With these conversations came tag team approaches, where each of us could get some information from Mother, piecing it together to form a coherent whole. When I learned that Jenny was a former patient and Mother had, in fact, entrusted her with the check book, I was a little concerned thinking of scam artists. But through G. I had a phone conversation with the woman, who was as confused as the rest of us and did not seem to have any criminal intent. All else was being handled by Mother’s lawyer. Mother claimed it was because I was busy and she didn’t want to burden me.


However, upon the moment of her death, all decisions would fall to me. Because of that she allowed numerous conversations about what she wanted for her funeral and the details, most of which she had already taken care of. Given all things, I decided that that it was more important to simply go with the flow.


I stopped worrying about her bills, her office, and associated arrangements. I had stopped hearing from JP. This concerned me a little, but I rationalized it was probably because she knew Mother and I talked at least every other day. Plus, G. hated JP, finding her unfriendly and uncommunicative. I suspected that my developing relationship with G. had also influenced JP’s silence.


So for several weeks we entered into a pattern. I’d speak to Mother and G., and G. and I would share notes. For several weeks G. was certain that each day was Mother’s last. She would describe how weak she sounded, how trembly, and these long silences or confused conversation. She would all the aliments that Mother had complained off and worry that the end was coming sooner than anticipated. I would talk to Mother and there would be no such list and she’d sound perfectly fine. Eventually, G. asked me point blank why I did not seem upset, about her clearly fragile state. What fragile state, I had asked. It opened a long conversation about my mother’s selective and creative sharing of information.

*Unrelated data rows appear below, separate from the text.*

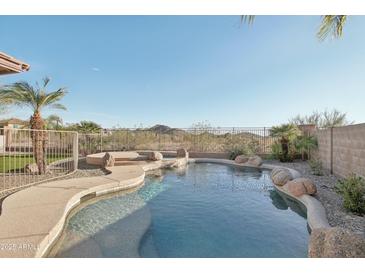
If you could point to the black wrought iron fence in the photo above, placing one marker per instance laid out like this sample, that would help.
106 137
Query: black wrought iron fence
32 156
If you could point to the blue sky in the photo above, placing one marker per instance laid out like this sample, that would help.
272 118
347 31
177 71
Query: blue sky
179 70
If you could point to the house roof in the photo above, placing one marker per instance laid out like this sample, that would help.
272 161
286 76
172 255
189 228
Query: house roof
14 121
9 64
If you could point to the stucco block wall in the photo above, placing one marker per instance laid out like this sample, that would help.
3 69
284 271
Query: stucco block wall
348 149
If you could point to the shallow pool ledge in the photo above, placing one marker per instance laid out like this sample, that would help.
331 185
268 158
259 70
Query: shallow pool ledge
316 214
33 218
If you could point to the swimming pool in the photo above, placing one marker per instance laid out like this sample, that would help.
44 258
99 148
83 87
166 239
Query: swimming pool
205 211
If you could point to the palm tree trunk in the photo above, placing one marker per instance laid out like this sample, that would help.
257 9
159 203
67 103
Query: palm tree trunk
285 149
39 141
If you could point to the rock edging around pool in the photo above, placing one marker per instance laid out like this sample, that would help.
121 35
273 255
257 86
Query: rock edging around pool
32 219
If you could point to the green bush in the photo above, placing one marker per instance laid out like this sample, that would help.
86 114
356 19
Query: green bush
316 167
352 190
248 149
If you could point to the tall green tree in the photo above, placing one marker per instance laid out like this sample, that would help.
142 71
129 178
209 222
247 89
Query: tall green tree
88 127
54 122
331 25
286 134
36 98
324 119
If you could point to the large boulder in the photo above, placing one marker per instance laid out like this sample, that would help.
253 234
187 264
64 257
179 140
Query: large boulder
336 243
31 168
182 153
108 160
280 176
241 159
255 161
154 156
301 186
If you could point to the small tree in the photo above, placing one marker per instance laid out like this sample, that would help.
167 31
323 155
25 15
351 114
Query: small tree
36 98
304 144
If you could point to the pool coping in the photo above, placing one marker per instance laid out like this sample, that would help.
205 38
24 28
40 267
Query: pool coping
316 213
17 219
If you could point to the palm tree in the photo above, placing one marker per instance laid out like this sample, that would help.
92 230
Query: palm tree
54 122
36 98
331 25
286 133
305 144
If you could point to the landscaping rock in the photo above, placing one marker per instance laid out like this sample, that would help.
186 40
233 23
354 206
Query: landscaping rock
241 159
108 160
276 170
154 156
336 243
255 161
281 177
31 168
296 189
182 153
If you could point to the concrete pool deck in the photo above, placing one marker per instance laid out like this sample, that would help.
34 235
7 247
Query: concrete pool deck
32 219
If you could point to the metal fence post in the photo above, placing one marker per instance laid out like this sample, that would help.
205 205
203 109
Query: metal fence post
101 140
331 152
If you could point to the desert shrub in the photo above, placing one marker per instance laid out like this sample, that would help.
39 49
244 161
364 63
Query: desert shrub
304 144
316 167
352 190
276 151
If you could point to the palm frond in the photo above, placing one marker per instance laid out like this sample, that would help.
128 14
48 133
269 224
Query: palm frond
46 81
58 106
332 25
23 94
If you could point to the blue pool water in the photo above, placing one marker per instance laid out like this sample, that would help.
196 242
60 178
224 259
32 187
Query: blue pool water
206 211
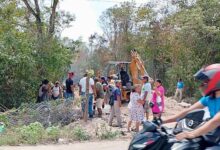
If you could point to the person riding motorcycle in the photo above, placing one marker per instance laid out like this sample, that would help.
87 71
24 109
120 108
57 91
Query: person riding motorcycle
210 77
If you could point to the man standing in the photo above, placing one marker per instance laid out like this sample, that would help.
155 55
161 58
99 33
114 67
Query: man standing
70 87
179 90
43 94
146 94
115 109
56 91
87 88
99 97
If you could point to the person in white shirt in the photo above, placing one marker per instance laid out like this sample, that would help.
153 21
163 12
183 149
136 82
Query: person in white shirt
91 92
56 91
146 94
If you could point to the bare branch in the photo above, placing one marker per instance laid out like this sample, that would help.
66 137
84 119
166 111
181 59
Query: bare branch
29 7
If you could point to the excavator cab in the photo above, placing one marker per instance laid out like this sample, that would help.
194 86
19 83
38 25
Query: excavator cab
128 72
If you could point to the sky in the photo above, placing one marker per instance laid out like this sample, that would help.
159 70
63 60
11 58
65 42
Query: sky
87 14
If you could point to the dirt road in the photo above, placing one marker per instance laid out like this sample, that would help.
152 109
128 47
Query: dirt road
100 145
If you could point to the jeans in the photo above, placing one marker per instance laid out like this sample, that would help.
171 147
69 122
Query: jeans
90 104
69 96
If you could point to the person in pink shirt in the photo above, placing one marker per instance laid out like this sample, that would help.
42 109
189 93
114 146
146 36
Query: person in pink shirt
157 102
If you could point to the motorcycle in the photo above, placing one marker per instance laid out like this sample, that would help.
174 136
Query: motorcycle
156 137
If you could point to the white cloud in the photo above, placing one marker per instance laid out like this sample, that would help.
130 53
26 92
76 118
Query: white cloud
85 23
87 13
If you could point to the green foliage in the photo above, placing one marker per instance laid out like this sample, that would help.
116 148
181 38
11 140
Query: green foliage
53 133
173 44
26 59
9 138
4 119
31 134
80 134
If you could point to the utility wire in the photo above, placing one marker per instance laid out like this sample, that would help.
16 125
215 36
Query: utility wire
113 1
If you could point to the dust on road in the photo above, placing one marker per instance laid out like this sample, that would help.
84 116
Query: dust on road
99 145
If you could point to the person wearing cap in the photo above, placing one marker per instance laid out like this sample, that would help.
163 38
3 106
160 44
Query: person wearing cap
83 89
179 90
70 87
136 111
146 94
56 91
115 109
43 94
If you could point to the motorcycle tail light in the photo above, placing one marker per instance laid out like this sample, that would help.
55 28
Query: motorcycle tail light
149 142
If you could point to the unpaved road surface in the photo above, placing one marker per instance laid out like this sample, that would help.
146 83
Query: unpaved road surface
102 145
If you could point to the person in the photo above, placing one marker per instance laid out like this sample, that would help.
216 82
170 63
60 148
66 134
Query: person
103 81
124 77
69 87
146 94
90 86
115 109
210 78
43 93
99 96
56 91
179 90
136 110
157 101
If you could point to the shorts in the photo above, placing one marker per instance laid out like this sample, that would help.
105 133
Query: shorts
99 103
146 107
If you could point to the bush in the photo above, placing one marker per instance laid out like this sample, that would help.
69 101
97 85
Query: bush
4 118
105 133
9 138
53 133
32 133
80 134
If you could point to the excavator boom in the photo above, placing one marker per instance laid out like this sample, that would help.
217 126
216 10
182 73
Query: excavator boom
137 67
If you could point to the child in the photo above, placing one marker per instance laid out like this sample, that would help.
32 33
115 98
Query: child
136 108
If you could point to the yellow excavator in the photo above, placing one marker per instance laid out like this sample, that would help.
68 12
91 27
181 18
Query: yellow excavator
128 72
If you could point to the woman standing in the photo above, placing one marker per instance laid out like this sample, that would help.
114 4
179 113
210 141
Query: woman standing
157 103
136 108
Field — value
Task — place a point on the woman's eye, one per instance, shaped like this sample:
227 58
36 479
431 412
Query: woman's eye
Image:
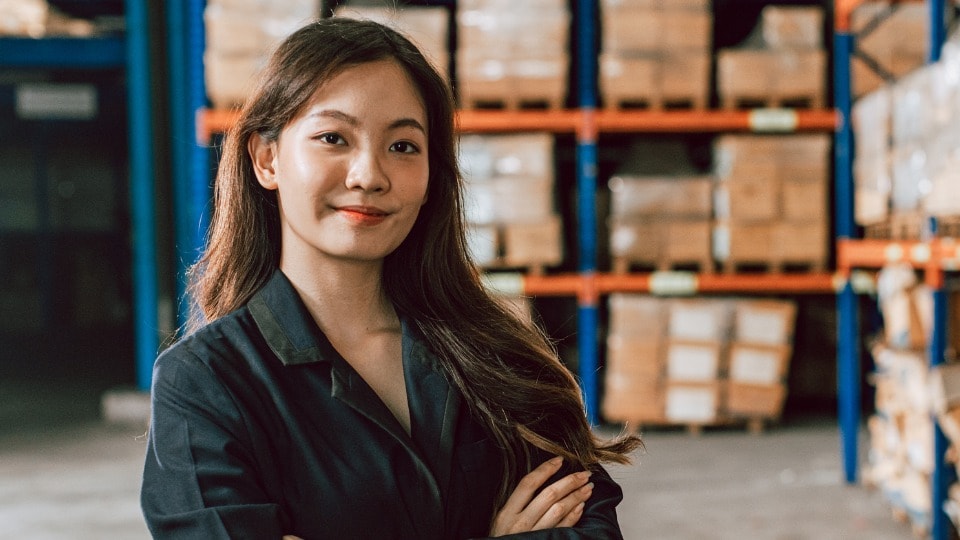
332 138
404 147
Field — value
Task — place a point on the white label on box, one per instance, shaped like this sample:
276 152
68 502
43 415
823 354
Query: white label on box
689 404
689 362
696 321
44 101
756 366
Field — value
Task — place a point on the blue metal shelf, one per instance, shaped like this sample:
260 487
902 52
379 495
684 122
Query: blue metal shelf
848 349
64 53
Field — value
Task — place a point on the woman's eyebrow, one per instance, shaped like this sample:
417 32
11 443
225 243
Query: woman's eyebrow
354 121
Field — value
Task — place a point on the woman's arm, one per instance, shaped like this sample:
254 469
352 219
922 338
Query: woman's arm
567 508
200 479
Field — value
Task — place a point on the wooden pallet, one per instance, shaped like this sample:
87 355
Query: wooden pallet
625 265
654 102
738 102
733 266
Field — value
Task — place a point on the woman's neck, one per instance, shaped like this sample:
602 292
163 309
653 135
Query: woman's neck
345 298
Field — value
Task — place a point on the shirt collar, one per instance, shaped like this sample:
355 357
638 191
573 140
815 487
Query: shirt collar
286 325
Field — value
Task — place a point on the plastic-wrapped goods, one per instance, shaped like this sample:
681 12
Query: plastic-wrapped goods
873 183
871 118
23 17
913 116
944 198
792 27
911 179
427 27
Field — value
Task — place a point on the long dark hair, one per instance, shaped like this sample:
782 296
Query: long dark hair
507 370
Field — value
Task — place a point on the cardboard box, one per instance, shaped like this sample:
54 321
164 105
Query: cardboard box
655 196
637 356
661 243
771 76
801 242
637 316
767 322
744 242
753 400
792 27
509 201
533 244
898 43
632 400
230 77
688 403
655 80
653 30
704 320
804 200
526 155
759 364
693 361
427 27
748 199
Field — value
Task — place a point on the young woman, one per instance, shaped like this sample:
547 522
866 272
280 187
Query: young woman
351 378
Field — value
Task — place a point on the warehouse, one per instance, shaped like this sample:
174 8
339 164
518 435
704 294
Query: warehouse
735 219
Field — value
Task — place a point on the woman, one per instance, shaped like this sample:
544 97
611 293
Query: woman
351 377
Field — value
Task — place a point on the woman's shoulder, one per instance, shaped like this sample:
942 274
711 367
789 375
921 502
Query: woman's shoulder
227 339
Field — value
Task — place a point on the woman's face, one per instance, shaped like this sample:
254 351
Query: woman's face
351 170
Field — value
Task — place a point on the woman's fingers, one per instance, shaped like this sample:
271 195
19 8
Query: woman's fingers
564 496
529 485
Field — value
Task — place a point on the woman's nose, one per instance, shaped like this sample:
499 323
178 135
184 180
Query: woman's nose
367 173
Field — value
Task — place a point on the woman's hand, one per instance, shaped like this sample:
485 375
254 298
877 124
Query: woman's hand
559 505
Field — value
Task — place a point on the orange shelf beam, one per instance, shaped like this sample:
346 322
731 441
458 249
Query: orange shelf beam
496 121
681 282
693 121
553 285
210 121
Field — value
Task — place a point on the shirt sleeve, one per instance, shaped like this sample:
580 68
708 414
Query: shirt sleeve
200 478
599 520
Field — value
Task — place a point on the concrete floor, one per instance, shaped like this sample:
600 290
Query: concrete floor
67 474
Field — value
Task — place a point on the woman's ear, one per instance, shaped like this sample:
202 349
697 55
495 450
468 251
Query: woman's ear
263 154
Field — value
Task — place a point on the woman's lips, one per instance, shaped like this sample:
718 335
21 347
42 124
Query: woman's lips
363 215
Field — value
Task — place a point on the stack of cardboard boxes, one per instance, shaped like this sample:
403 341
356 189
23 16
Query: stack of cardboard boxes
655 53
696 362
427 27
512 54
239 38
509 200
782 63
901 456
771 201
661 222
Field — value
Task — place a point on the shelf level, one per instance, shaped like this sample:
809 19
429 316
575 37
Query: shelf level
210 121
587 286
63 53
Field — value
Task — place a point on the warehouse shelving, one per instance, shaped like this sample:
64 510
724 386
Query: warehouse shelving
586 121
128 52
934 258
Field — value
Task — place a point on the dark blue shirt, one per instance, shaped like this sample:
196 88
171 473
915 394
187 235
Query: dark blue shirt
260 428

“You get that presentation from her because it gets the reaction she wants” I finally said one day in aggravation. I’d just gotten off the phone with Mother, who had interrupted our long distance call several times to yell at nurses for not getting her what she wanted. I was then thirty minutes into a conversation with G. who was almost in tears because the hour before, Mother had sounded so awful, she was thinking of getting in the car immediately to see her one last time. “In my experience, she is not the dying damsel for me because I can’t drop everything and cater to whatever she wants.”


“I know your mother. And I know she can be a bit of a pain in the ass, but she’s not like that.” G. defended.


“Maybe it’s just me, then. But she was just fine when I talked to her after you. I really think that when you can’t just drop everything and go ‘oh,oh.oh’ you’re going to see a different picture, I hope I’m wrong, but….”


G. had argued that I was wrong, until a few weeks later.